In order to court new EV customers, Ford must appease its current buyers who buy all those trucks we see on the road today. There’s two kinds of pickup truck customers: Those who rely on the functionality for their daily vocation or the weekend warriors and those who seek out the capability in case they might need it in a disaster scenario. The truck that I drove does the job of appealing to both.

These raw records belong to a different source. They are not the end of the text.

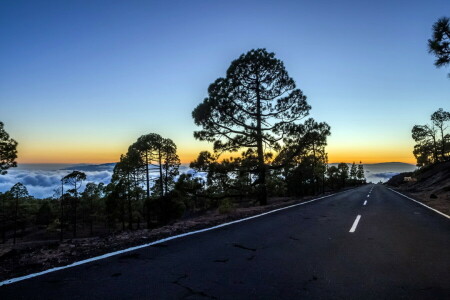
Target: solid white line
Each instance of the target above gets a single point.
(355, 224)
(81, 262)
(435, 210)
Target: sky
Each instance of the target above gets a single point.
(81, 80)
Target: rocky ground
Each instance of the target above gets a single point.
(431, 186)
(26, 258)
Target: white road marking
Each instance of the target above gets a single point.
(81, 262)
(355, 224)
(435, 210)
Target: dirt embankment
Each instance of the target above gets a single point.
(30, 257)
(430, 185)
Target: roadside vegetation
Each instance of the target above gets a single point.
(266, 150)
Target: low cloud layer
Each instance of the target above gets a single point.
(43, 183)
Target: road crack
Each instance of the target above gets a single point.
(191, 291)
(243, 247)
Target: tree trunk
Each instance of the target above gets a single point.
(130, 214)
(161, 184)
(75, 212)
(148, 178)
(261, 188)
(15, 219)
(62, 212)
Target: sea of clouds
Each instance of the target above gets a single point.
(44, 181)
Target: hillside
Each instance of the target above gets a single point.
(432, 185)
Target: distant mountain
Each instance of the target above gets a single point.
(384, 171)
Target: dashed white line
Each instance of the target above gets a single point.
(77, 263)
(355, 224)
(435, 210)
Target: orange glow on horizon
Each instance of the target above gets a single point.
(100, 157)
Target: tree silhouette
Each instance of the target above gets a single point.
(74, 179)
(439, 44)
(360, 173)
(343, 172)
(8, 151)
(160, 153)
(254, 106)
(432, 140)
(439, 119)
(18, 191)
(353, 171)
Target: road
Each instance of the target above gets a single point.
(396, 249)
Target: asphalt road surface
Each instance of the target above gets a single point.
(395, 249)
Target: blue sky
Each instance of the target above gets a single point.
(81, 80)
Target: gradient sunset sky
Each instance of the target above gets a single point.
(82, 80)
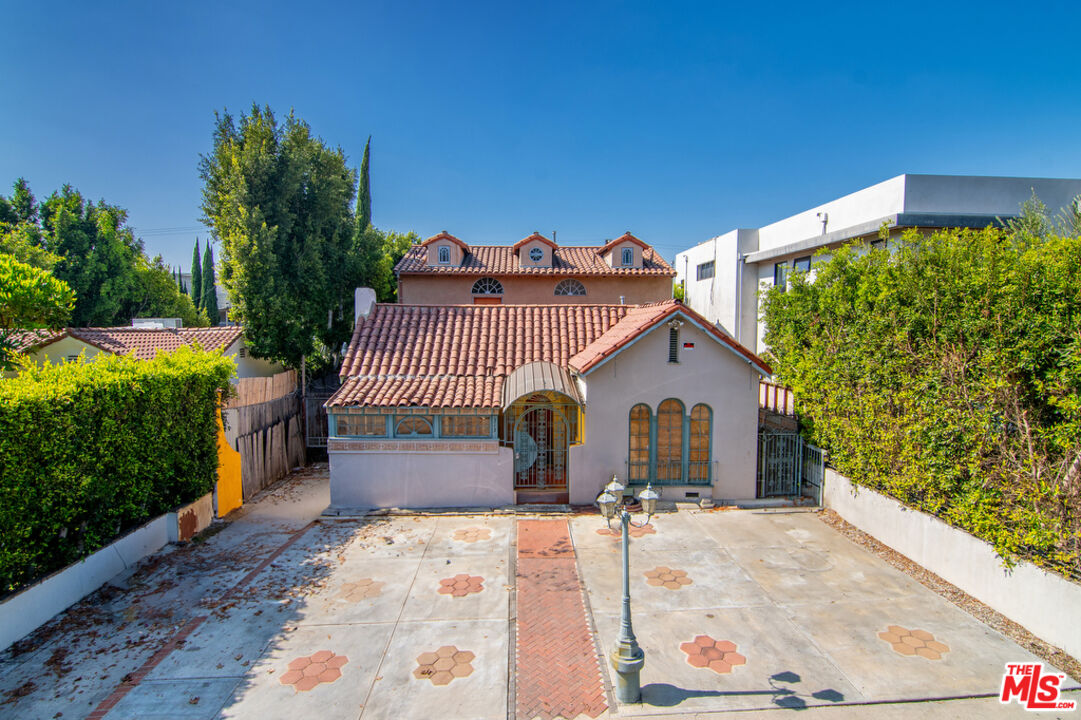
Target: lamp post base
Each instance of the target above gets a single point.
(627, 661)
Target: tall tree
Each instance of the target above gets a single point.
(279, 200)
(91, 248)
(364, 191)
(210, 287)
(196, 276)
(29, 297)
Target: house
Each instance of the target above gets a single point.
(722, 276)
(143, 341)
(445, 269)
(478, 404)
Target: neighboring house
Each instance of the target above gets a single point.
(443, 269)
(143, 342)
(490, 405)
(722, 276)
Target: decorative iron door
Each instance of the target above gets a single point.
(541, 445)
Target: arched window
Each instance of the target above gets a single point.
(670, 441)
(488, 287)
(413, 426)
(638, 469)
(570, 287)
(698, 448)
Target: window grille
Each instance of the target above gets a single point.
(488, 287)
(571, 287)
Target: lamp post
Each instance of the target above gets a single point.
(627, 658)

The F-150 has always been suited to buyers who use it for home improvement projects, outdoorsy hobbies and towing. Pickup trucks also support laborers that require a rugged, functional vehicle. When Ford introduces anything new to this model, it creates hype and high stakes on how these customers feel about tweaks.
The buyer who seeks security came to mind while I had the F-150 on loan in late June, which is why I’ve saved the part about how it drives for last. My test drive period coincided with a summer storm that pummeled Michigan and shut down major highways and left vehicles stranded for days.
Before the storm, I zoomed around town, adjusting to the big loose steering and wide turns and the rhythm of stillness that occurs as the hybrid engine regenerates.
Once the storm came, I eased off the throttle and into a steady and sure pace, hands at 10 and two. Passenger cars and lesser capable crossover SUVs floated by me in two feet of water on the Lodge Freeway. The F-150 plowed through the muck, unbothered. I didn’t experience any skidding or stalling, in contrast to one friend who was forced to walk home because her Uber driver got stuck. The F-150 feels like a test case for a survivalist in an environmental catastrophe. The backup generator is the added security blanket.
Full-size trucks have an innate quality to make a driver feel invincible, which at the end of day is why people love their F-150s, and why the company has gotten so much mileage off that “Ford tough” tagline. It’s a delicate balance, keeping an unfussy truck at a price point that delivers power, substance and peace of mind.